Le poisson-castor de la province de Québec est destiné à disparaître bientôt. Du jour où les dragues du gouvernement enlèveront les bancs de la rive sud du lac Saint-Pierre où il a son gîte, c’en sera fait de lui. On l’emportera avec les vases qui lui serviront de tombe. Que je vous offre au moins son portrait comme souvenir de l’un des plus anciens habitants de notre globe :


Corps allongé, comprimé en arrière, arrondi de l’avant ; tête subconique, à museau obtus, légèrement comprimée ; les os de la boîte ravinés et très durs, recouverts d’une peau très mince. Museau court et arrondi. Les rebords de la mâchoire supérieure sont formés par les maxillaires et divisés par une suture longitudinale ; mâchoires à peu près égales à leur extrémité. L’ouverture de la bouche quasi-horizontale s’étendant au delà de l’œil ; mâchoire inférieure large, en forme d’U, avec les sections bien marquées ; une large plaque osseuse ornée de stries rayonnantes sépare les deux mâchoires. Chacune des mâchoires est armée d’une série extérieure de dents coniques, en dedans desquelles la mâchoire inférieure porte une bande de dents en râpe. Des bandes de dents petites au vomer et sur les os ptérygiens : les palatins ont une série de dents plus fortes et aiguës. Les prémaxillaires non protractiles. La langue épaisse est à peine mobile au bout. Les narines sont bien distinctes ; celle de l’avant porte un léger barbillon. Les joues sont cuirassées comme le sommet de la tête ; l’opercule est bordé d’une large bande charnue : les branchies non unies sont dégagées de l’isthme. Les écailles de moyenne grandeur, cycloïdes, solides, à rebord membraneux ; ligne latérale bien marquée ; la dorsale longue et basse, presque de hauteur uniforme, s’élevant un peu en avant de la hauteur médiane du corps.
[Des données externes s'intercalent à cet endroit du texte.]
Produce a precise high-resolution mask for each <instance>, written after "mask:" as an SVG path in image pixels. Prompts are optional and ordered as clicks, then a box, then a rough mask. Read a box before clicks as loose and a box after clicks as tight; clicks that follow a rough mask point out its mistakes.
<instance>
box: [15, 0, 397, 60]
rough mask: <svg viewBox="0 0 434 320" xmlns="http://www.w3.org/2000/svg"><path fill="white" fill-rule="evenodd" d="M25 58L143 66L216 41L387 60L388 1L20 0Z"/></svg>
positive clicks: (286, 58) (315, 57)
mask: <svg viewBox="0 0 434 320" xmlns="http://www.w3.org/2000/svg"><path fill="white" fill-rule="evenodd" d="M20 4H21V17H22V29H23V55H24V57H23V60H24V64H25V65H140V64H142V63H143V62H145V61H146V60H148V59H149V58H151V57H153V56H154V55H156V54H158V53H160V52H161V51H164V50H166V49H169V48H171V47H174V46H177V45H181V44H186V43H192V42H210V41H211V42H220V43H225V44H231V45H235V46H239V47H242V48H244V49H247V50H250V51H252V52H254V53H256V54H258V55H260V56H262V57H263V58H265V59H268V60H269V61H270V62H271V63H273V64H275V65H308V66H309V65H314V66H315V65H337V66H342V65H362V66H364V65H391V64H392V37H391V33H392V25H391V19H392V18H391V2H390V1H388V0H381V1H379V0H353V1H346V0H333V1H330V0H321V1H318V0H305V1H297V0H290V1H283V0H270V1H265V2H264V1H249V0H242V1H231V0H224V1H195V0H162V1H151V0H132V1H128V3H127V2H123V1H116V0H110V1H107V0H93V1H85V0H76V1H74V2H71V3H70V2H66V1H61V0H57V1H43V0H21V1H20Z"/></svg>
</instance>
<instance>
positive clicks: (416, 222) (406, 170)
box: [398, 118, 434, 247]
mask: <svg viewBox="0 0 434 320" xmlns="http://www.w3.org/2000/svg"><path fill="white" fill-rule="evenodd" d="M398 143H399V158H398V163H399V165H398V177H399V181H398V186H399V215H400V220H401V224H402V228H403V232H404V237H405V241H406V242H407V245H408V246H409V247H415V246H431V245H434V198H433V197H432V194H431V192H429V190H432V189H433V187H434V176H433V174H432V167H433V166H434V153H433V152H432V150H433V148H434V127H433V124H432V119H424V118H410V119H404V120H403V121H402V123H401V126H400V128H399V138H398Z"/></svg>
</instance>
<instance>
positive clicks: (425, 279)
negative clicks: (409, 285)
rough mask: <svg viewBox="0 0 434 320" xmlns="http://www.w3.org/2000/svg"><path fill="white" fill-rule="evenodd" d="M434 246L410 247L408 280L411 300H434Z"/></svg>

Queue hétérocerque, connexe en arrière. Pas de fulcres. Anale courte et basse. Pectorales et ventrales courtes et circulaires ; les ventrales plus rapprochées de l’anale que des pectorales. La vessie natatoire cellulaire, bifide en avant, en forme de poumons réunis par une glotte au pharynx et pouvant aider à la respiration. Dos olivâtre ou noir ; moins sombre sont les flancs semés de lignes noires réticulées ; taches noires sur la mâchoire inférieure et la plaque gulaire. Nageoires presque noires, finement mouchetées. Le mâle porte une tache ronde noire à la base de la caudale, légèrement entourée en dessus d’un cercle jaune orange. Cette tache n’existe pas chez la femelle.

Les yeux mobiles attirent l’attention par l’expression de colère ou de prière qui s’y reflète lorsque l’animal est retiré de l’eau.